Religione all’Essenato contemporanea, ella si fonda sul dogma capitale
della incarnazione dell’uomo-Dio, che contiene, come dice Gioberti,
in germe tutto il cristianesimo, e questo tutti sanno e perfettamente
concordano. Ma se il cristianesimo ebbe il suo Elxai, ebbe ancora il
suo principio femminile, la sua Martana, la sua incarnazione femminile.
Chi il crederebbe?
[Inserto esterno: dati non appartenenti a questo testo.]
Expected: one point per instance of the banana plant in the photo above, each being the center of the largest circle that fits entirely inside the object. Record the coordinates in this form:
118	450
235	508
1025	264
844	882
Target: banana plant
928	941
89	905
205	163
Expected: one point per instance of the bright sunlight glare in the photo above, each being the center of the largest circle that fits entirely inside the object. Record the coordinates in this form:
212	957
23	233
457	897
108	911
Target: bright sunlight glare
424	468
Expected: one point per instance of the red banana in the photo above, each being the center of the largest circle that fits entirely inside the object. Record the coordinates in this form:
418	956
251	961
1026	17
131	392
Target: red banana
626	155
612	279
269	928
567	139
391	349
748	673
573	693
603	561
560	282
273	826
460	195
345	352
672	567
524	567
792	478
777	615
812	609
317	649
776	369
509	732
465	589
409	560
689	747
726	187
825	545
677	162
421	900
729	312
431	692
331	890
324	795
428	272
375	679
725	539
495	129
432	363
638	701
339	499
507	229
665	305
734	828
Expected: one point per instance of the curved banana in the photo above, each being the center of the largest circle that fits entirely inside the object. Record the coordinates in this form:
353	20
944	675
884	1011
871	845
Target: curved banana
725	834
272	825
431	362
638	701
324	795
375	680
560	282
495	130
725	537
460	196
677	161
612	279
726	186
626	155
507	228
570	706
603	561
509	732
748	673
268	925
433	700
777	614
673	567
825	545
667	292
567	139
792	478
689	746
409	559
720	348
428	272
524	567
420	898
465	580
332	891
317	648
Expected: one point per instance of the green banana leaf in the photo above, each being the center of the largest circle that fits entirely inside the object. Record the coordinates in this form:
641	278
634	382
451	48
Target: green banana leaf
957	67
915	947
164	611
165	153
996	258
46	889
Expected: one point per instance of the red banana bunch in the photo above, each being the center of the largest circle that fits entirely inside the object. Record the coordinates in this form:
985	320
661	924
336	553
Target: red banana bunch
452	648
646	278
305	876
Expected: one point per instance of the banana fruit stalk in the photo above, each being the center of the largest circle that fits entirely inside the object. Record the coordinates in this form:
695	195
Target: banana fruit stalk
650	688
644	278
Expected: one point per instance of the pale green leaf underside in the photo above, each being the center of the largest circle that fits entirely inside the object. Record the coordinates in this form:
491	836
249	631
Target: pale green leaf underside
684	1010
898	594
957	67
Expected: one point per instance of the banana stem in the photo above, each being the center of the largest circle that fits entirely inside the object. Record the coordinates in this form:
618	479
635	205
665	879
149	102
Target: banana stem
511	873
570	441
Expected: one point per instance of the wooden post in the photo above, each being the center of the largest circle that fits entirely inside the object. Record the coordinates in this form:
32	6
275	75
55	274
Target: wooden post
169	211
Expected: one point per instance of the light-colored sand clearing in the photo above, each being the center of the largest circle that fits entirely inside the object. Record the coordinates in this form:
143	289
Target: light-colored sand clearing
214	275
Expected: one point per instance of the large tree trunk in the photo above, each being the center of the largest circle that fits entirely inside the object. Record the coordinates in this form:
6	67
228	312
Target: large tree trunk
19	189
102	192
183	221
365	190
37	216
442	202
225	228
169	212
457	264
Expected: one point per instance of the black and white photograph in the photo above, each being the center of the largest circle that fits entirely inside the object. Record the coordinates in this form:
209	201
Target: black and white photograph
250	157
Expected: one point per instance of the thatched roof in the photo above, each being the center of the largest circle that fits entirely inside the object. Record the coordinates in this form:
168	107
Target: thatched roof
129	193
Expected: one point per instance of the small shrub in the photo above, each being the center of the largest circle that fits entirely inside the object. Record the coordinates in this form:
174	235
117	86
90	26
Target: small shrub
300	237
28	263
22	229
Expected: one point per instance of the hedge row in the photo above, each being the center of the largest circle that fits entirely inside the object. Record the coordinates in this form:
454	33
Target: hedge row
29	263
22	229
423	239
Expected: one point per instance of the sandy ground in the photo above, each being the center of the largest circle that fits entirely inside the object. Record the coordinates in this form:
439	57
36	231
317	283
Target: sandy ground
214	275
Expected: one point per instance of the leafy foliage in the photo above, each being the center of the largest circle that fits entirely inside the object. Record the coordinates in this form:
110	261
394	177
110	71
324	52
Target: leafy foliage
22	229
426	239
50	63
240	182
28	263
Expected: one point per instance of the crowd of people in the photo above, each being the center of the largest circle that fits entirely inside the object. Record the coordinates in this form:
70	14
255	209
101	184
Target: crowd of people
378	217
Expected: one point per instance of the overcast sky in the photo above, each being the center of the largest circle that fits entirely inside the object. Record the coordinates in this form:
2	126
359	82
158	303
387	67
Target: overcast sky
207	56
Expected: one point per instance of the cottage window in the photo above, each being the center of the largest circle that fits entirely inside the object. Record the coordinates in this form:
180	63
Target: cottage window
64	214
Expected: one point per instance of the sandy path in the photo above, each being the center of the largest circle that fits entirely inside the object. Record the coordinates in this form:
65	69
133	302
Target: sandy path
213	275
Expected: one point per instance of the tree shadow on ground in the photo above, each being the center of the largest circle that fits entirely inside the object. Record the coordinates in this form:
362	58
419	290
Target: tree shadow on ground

Si accusano oggi i Gesuiti di aver effemminato il
cristianesimo introducendovi il culto di Maria, e troppo più alto
elevando, che non s’addica, il seggio di Colei che fu a Cristo e
figlia e sposa e madre, secondo la sentenza Manzoniana. Tuona contro
di essi Gioberti, e adulteratori li chiama insieme ad altri del dogma
e della fisonomia del cristianesimo. E pure, sel tolleri in pace la
sua grand’anima, i Gesuiti, se non hanno ragione, non hanno nemmeno
tutta la colpa che gli si vuol affibbiare. Il culto di Maria è antico
antichissimo più che non si crede. E non solo fu culto secondario e di
dulia, ma primario e di latria, se si risale a’ prischi secoli e presso
i cristiani d’Oriente, specialmente fra gli Arabi. Perciocchè non solo
ci parla S. Epifanio della setta dei Colliridi, che ponevano la Vergine
Madre al pari di Dio e culto rendeangli di vera divinità, offrendogli
una focaccia in forma di serpe, d’onde il nome loro di Colliridi: ma
sino nel famoso concilio Niceno furono padri che sostennero la divinità
della Vergine dicendo, due divinità doversi adorare, oltre il Padre, il Cristo e la Vergine.